Fighting continued sporadically on the outskirts of Kitshanga after the initial capture of the city, although the city itself was largely peaceful. Markets reopened in the city by October 16. Reporters in Kitshanga during control by Wazalendo and the FARDC reported the existence of white instructors within the FARDC that Congolese authorities insisted they not photograph. M23 launched a second counteroffensive on October 21, capturing the city with little pushback from Wazalendo. The counteroffensive began in the nearby village of Bwiza, and quickly made its way to central Kitshanga.

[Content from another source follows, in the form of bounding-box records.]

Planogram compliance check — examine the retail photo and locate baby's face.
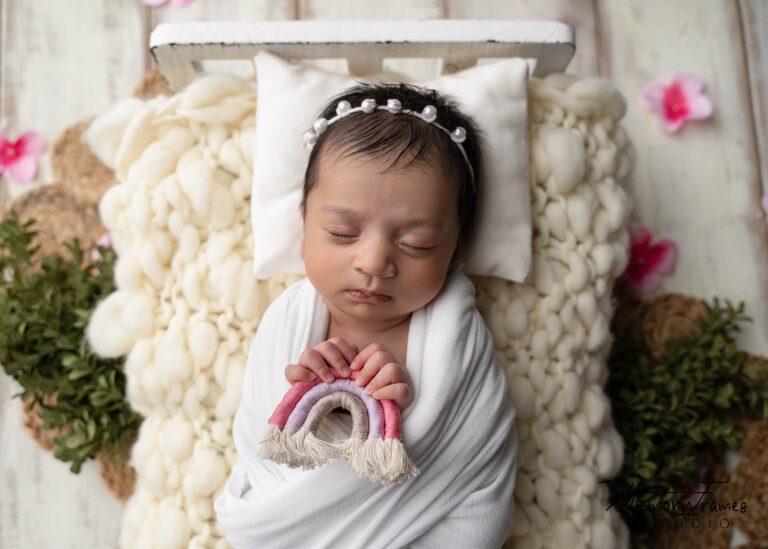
[302,148,459,330]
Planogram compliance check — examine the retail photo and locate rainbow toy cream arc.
[259,370,419,484]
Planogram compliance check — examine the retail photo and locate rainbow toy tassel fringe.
[259,370,419,484]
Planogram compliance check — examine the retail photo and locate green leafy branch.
[606,297,768,547]
[0,212,141,473]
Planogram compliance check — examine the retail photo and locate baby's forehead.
[318,147,454,180]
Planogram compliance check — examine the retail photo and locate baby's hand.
[349,343,413,410]
[285,337,358,384]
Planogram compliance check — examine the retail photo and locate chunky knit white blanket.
[89,70,633,549]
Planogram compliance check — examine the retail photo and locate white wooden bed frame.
[150,19,576,91]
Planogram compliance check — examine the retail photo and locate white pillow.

At least five civilians outside the MONUSCO base were injured in the second attack by M23. M23 was still in control of the city by November 21.

== Impact ==
84,700 people fled their homes because of the fighting. Two thousand civilians sought refuge in the MONUSCO base in Kitshanga, and 18,000 others sought refuge outside of it.

== Aftermath ==
On November 21, Toby Kahangi, the leader of Kitshanga Civil Society, stated that M23 was in control of Kitshanga and that Wazalendo had lost support within the city's population.